Por Liliana Martínez Lomelí para El Economista.
Los resultados de la Encuesta Nacional de Salud y Nutrición de México (Ensanut) 2016 ya salieron a la luz. Sirve para evaluar algunos puntos relacionados con la nutrición y salud de la población de acuerdo con las principales preocupaciones en la agenda política, además de evaluar las estrategias emprendidas por el gobierno en relación con enfermedades crónico-degenerativas, el sobrepeso y la obesidad.
¿Cómo andamos? En resumen, sin novedad en el frente. La prevalencia combinada de sobrepeso y obesidad se ha mantenido. Sólo hubo una disminución significativa en niños con sobrepeso, mas no en los obesos.
No quiero aburrirlo con números. Al analizar el documento y el tipo de preguntas de la encuesta, entendemos por qué estamos tan norteados en el combate a la obesidad. Literalmente, porque nos dedicamos a adaptar y copiar estrategias reduccionistas de la alimentación de nuestro vecino del norte.
Le pongo varios ejemplos: evalúan el “comportamiento alimentario” con un apartado de preguntas sobre los principales obstáculos para mantener una alimentación saludable, y para evaluar las estrategias de gobierno en relación con estos temas. Uno lee joyas del tipo: “El 81,6% de la población adulta gusta del sabor de las bebidas azucaradas; sin embargo, la mayoría (92,3%) no las considera saludables”. ¿De verdad necesitamos en una encuesta que nos digan sobre la predisposición humana al gusto por lo dulce como una cuestión evolutiva de millones de años? Una gran mayoría responderá que prefiere este tipo de gusto. Otro ejemplo: “A nivel nacional, 40,6% de la población lee el etiquetado nutrimental de los alimentos empacados y bebidas embotelladas”. Imagínese que le preguntan: ¿lee usted el etiquetado nutrimental de los alimentos empacados y bebidas?

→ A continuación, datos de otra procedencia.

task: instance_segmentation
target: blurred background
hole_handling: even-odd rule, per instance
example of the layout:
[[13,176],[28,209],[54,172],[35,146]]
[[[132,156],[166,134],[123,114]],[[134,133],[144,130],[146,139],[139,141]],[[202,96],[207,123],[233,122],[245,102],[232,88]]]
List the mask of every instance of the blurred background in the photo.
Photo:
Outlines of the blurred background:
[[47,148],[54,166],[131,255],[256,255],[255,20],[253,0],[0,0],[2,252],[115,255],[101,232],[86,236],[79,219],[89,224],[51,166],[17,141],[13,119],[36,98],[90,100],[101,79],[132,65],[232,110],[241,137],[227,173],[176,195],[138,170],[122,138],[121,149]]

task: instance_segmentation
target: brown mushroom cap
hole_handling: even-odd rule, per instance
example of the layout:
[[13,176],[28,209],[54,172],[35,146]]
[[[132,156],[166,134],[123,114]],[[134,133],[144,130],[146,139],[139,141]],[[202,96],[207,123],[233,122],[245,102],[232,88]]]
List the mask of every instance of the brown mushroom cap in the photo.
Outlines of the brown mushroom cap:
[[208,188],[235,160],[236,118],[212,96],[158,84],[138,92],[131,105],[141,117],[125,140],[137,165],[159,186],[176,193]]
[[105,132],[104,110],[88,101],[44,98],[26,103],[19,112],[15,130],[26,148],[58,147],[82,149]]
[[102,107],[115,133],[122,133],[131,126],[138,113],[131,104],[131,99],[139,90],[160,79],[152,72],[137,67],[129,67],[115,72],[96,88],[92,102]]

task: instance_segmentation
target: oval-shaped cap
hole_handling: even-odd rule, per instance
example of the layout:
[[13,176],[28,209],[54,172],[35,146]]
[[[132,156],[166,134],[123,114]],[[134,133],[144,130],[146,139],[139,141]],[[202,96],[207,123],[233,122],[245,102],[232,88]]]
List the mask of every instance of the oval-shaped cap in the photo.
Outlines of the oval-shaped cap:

Por un proceso de acomodación social, obviamente usted dirá que sí (no quiere pasar por ignorante, pues), así como lee los ingredientes del champú cuando se le olvida llevar el celular al baño. Prosigue: “El 76,3% de la población no sabe cuántas calorías debería consumir al día”. Como si el saber las calorías que me tengo que comer despertara en mi conducta un deseo imperioso de ir contando todo lo que me como. Como si desde el taxista hasta el político estuvieran obligados a cuantificar las calorías que necesitan. Supongamos que las conocen, y ¿luego? ¿Ya con eso la gente empieza a contar y a transformar su dieta? Este tipo de absurdez nos ilustra de la pobreza de perspectiva respecto a la estrategia a seguir: contar calorías y hacer ejercicio.
En relación con las campañas de gobierno, dicen que “75% considera que este tipo de campañas contribuyen en la prevención de sobrepeso y obesidad”. Una cosa es que a alguien sin experiencia —ni obligación en tenerla— en estrategia de salud le parezca efectivo y otra que lo sea. ¿Cómo voy a saber si previenen o no, si yo no soy encuesta? Digo, para eso están estos instrumentos de medición, ¿no? Es como una incepción: una encuesta subjetiva dentro de la encuesta objetiva.
Por si todavía los datos no eran suficientes sobre el yerro de la estrategia: descubren que su famoso “Chécate, mídete y muévete” no se entiende como ellos creían. Mientras que el “mídete” se concibió como algo relacionado con el consumo de grasas, azúcares y sal, descubrieron que la población relaciona el “mídete” con las dimensiones corporales.
Por último, nos ofrecen una perla: entre las conclusiones finales, nos dicen que se mejoraron las condiciones de vivienda y hay más niños bilingües, entre lengua indígena y lengua española. ¿Pues qué no era la encuesta nacional de salud y nutrición? ¿O ya le andamos haciendo a la colaboración intersectorial cuando nos conviene?